Figure 1 DeepSeek-R1 architecture.png

Figure 1: Diagram detailing DeepSeek-V3 (and R1) architecture. The top right box shows how the feed-forward network is broken down into a mixture of experts module. Image credit: DeepSeek-V3 Technical Report.

Using a pair of controlled experiments, Intel researchers found evidence that in contrast to smaller models, inputs to DeepSeek-R1 are routed based on the meaning of the inputs, a phenomenon that they refer to as semantic specialization. This emergent property shows a link between function and form that emerges in large deep learning architectures and helps deepen the scientific community’s understanding of how these powerful AI models work.

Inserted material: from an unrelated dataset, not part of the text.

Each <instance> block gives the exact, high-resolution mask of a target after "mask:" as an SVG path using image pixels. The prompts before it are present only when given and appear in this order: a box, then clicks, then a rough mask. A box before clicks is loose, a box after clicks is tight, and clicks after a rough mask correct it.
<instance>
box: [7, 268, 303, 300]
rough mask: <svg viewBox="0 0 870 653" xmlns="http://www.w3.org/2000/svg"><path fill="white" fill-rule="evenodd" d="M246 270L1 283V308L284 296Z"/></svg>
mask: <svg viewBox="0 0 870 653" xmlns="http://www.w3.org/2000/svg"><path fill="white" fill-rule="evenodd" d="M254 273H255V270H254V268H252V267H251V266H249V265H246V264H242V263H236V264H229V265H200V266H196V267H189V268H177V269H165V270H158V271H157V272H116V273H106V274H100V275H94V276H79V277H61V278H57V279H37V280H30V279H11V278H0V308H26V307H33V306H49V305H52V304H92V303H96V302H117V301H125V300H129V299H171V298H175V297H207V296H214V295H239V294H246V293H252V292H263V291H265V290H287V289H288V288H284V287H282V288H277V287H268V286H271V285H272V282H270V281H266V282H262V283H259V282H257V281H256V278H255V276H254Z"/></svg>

Investigating Semantic Specialization

The first experiment employed a word sense disambiguation (WSD) task using polysemic words that have more than one meaning. In the test, the target word appears in two sentences, either with the same meaning (sense) or differing senses. If a polysemic word is routed differently, then this is evidence that routing occurs based on meaning. For example:

I keep my money in a bank.
I kicked the ball by the river bank.

At each MoE module, eight out of a possible 256 experts are chosen to pass through the inputs. By comparing the rate of overlap of these eight selected experts when the word sense was the same but the meaning differed, the scientists were able to determine whether the routing mechanism was informed by the semantic meaning.

The results showed that for the DeepSeek-R1 model, there is significantly higher expert overlap where the word sense is the same than when it differs. In contrast, the rate of expert overlap differs less between the two cases in earlier MoE models like Mixtral. This suggests that DeepSeek-R1 exhibits stronger semantic specialization than previous models, which may contribute to its performance.

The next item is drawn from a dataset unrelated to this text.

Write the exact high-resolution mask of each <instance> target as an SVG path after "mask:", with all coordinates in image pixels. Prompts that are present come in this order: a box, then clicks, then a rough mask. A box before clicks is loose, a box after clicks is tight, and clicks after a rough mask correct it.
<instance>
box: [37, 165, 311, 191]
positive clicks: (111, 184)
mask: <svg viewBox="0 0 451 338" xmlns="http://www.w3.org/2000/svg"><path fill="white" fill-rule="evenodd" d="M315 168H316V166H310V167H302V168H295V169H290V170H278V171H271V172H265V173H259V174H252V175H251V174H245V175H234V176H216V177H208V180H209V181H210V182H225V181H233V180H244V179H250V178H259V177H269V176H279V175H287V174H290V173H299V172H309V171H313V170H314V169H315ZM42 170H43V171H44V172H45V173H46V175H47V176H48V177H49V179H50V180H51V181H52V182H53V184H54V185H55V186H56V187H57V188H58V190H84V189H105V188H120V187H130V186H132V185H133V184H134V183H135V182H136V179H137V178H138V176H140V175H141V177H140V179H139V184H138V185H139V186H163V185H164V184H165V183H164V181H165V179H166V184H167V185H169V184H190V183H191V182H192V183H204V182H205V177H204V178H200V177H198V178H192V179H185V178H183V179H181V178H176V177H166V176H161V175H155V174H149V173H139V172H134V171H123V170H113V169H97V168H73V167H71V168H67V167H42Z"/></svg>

Cognitive Specialization in Reasoning

In the second experiment, the scientists analyzed DeepSeek-R1's reasoning structure using the agentic AI DiscoveryWorld environment as a testbed. DiscoveryWorld is a large-scale agentic environment suite that tests the abilities of an agent to perform the scientific method. For example, the team used Reactor Lab, where the agent must tune the frequency of quantum crystals to achieve the final goal of activating a reactor. To succeed, the agent must formulate and test hypotheses by using available tools, literature, and its own memory.

Figure 2 DeepSeek-R1 in DiscoveryWorld Intel Labs.png

Figure 2: Visual depiction of DeepSeek-R1 playing the Reactor Lab environment in DiscoveryWorld. For the experiment, R1 used a text prompt with a structured description of the environment (not the visual observation above).

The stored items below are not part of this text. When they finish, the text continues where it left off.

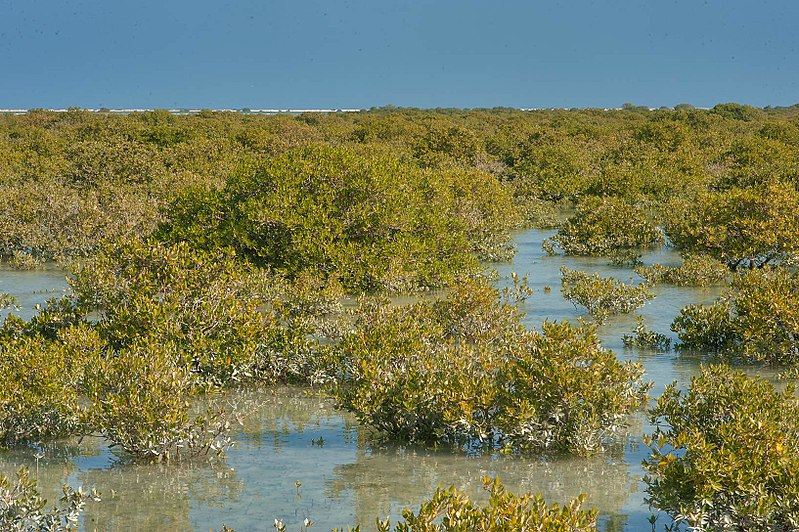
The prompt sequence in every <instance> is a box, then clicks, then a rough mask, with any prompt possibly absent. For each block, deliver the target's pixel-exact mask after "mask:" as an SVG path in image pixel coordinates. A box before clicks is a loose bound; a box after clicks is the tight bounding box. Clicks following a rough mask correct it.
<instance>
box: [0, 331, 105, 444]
mask: <svg viewBox="0 0 799 532" xmlns="http://www.w3.org/2000/svg"><path fill="white" fill-rule="evenodd" d="M94 344H95V338H94V337H93V335H92V333H91V332H90V331H87V330H86V329H85V328H78V329H76V330H74V331H73V332H72V334H68V335H67V334H64V335H63V341H51V340H47V339H44V338H42V337H39V336H16V335H10V336H6V335H3V337H2V342H1V343H0V375H3V386H2V387H0V443H14V442H19V441H22V442H26V441H27V442H29V441H41V440H46V439H51V438H57V437H61V436H66V435H69V434H72V433H75V432H80V431H81V427H82V426H81V423H80V410H79V407H78V402H79V398H80V393H79V389H80V385H81V382H82V381H83V373H84V367H85V366H86V364H87V363H88V361H89V360H90V359H92V358H94V355H95V354H96V353H95V352H94V351H95V350H94Z"/></svg>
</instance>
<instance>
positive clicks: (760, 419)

At a high level, DeepSeek-R1's reasoning output on DiscoveryWorld displays many indicators reminiscent of System 2 thinking, such as backtracking, self-evaluation, and situational awareness. In cognitive science, System 1 and System 2 refer to different modes of thinking. System 2 thinking in AI involves developing models that can process information methodically, similar to how humans reason through complex problems. With System 1 thinking, AI models often rely on fast pattern-recognition techniques to make quick decisions.

Figure 3. Chain of thought output from DeepSeek-R1 in the Reactor Lab environment in DiscoveryWorld.

To analyze DeepSeek-R1’s reasoning capabilities and expert specialization in cognitive processes, the scientists trained a sparse autoencoder (SAE), a specialized tool used to understand the internal workings of LLMs by identifying the features that the model uses to make predictions. The SAE was employed to map internal activations to reasoning patterns, showing how experts specialize in cognitive processes.

The findings indicate that DeepSeek-R1 follows a structured reasoning approach, incorporating self-evaluation and hypothesis testing. The team discovered cognitive specialization, where different experts are responsible for distinct reasoning processes. R1 consistently chose a small set of experts for reasoning patterns identified by the SAE, indicating that experts are not just semantically specialized but also control cognitive processes such as high-level reasoning.